The Bishnois are a community known for their strong commitment to environmental conservation and wildlife protection. Their cuisine predominantly consists of vegetarian dishes using locally available ingredients like bajra, pulses, and wild herbs. Bishnois prepare dishes such as ker sangri (a desert bean and berry dish), bajre ki roti (millet flatbread), and papad ki sabzi (papad curry).

Baghdadi Jews

The Baghdadi Jews have a long history in India and settled primarily in Kolkata, Mumbai, and Pune. Their cuisine is a blend of Jewish, Middle Eastern, and Indian flavours. Popular dishes include Matzah Ball Soup, Baghdadi Chicken Pulao, and Kofta Curry. They also have unique desserts like teiglach (honey-soaked pastries) and knafeh (cheese pastry soaked in a sweet syrup).

Parsis

The Parsi community, originally from Persia, migrated to India centuries ago. Parsi cuisine is a delightful fusion of Persian, Gujarati, and British influences. Iconic Parsi dishes include dhansak (a lentil and meat curry), patra ni macchi (fish steamed in banana leaf), and akuri (spicy scrambled eggs). The community is also known for their delicious bakery products like mawa cakes and nankhatai.

Bene Israelis

The Bene Israelis are one of the oldest Jewish communities in India, residing mainly in Maharashtra. Their cuisine showcases a blend of Jewish and Maharashtrian influences. Key dishes include sabudana khichdi (tapioca pearl pilaf), malida (sweetened flattened rice), and chicken in coconut gravy. The Bene Israelis also have a unique dessert called narali bhat (coconut rice).

Shekhawati Marwaris

The Shekhawati Marwaris belong to the Marwari community in Rajasthan, known for their business acumen. Their cuisine is influenced by the arid region and consists of dishes like dal bati churma (lentils, wheat balls, and sweet crushed cereal), gatte ki sabzi (gram flour dumplings in curry), and ker sangri (desert beans and berries). They also specialise in sweets like ghewar and malpua.

Coorgis

The Coorgis, also known as Kodavas, are an ethnic group from the Coorg region in Karnataka. Their cuisine reflects the flavours of South India with a distinct Coorgi touch. Popular dishes include pandi curry (pork curry), kadumbuttu (rice dumplings), and bamboo shoot curry. Coorgis also have a tradition of brewing and enjoying their unique coffee.

Bohras

The Bohras are a Muslim community with roots in Gujarat. Their cuisine combines Gujarati flavours with Arabic and Yemeni influences. Bohra dishes are often rich in spices and aromatics. Popular Bohra delicacies include daal chawal palidu (rice with lentil curry), dhansak (a lentil and meat curry), and malida (sweetened wheat and ghee mixture).

Irulas

The Irula community is primarily found in the southern states of Tamil Nadu and Kerala. They are known for their expertise in snake and rat-catching, as well as agriculture. Irula cuisine incorporates local ingredients and traditional cooking methods. Their dishes often feature forest produce such as tubers, wild greens, and millets. Popular dishes include kattu saadham (mixed millet rice), keerai masiyal (mashed greens), and varagu upma (millet semolina).

Bodos

The Bodos are an indigenous community residing in the northeastern state of Assam. Their cuisine reflects the flavours of Assam with a Bodo influence. Rice is a staple in their meals, and they use a variety of herbs, vegetables, and meat in their dishes. Some popular Bodo dishes include joha rice (aromatic Assamese rice), fish tenga (sour fish curry), and taro fry. They also have a traditional drink called jowai, made from rice and herbs.

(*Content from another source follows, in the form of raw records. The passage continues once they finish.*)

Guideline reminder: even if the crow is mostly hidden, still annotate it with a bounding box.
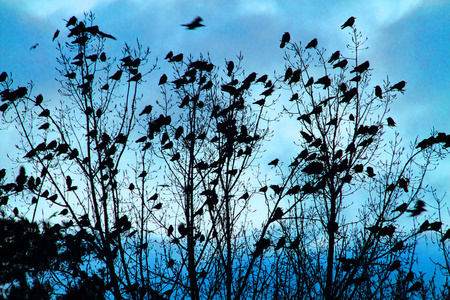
[375,85,383,99]
[227,60,234,77]
[280,32,291,48]
[390,80,406,92]
[305,39,318,49]
[341,17,356,29]
[268,158,280,167]
[66,16,78,27]
[386,117,395,127]
[350,61,370,73]
[328,50,341,63]
[284,67,292,81]
[52,29,59,42]
[181,17,205,30]
[158,74,167,85]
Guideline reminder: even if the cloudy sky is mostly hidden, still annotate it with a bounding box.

From the aromatic spices of the Afro-Indian fusion to the tantalising Persian-Gujarati flavours, we have experienced a symphony of tastes that reflect the rich cultural tapestry of India. Each dish carries the legacy of generations, a testament to the passion, resilience, and creativity of these communities.

As we celebrate the unsung heroes of India's culinary landscape, we are reminded that true culinary treasures lie beyond the mainstream. The lesser-known minority communities offer a treasure trove of culinary delights, waiting to be discovered and savoured.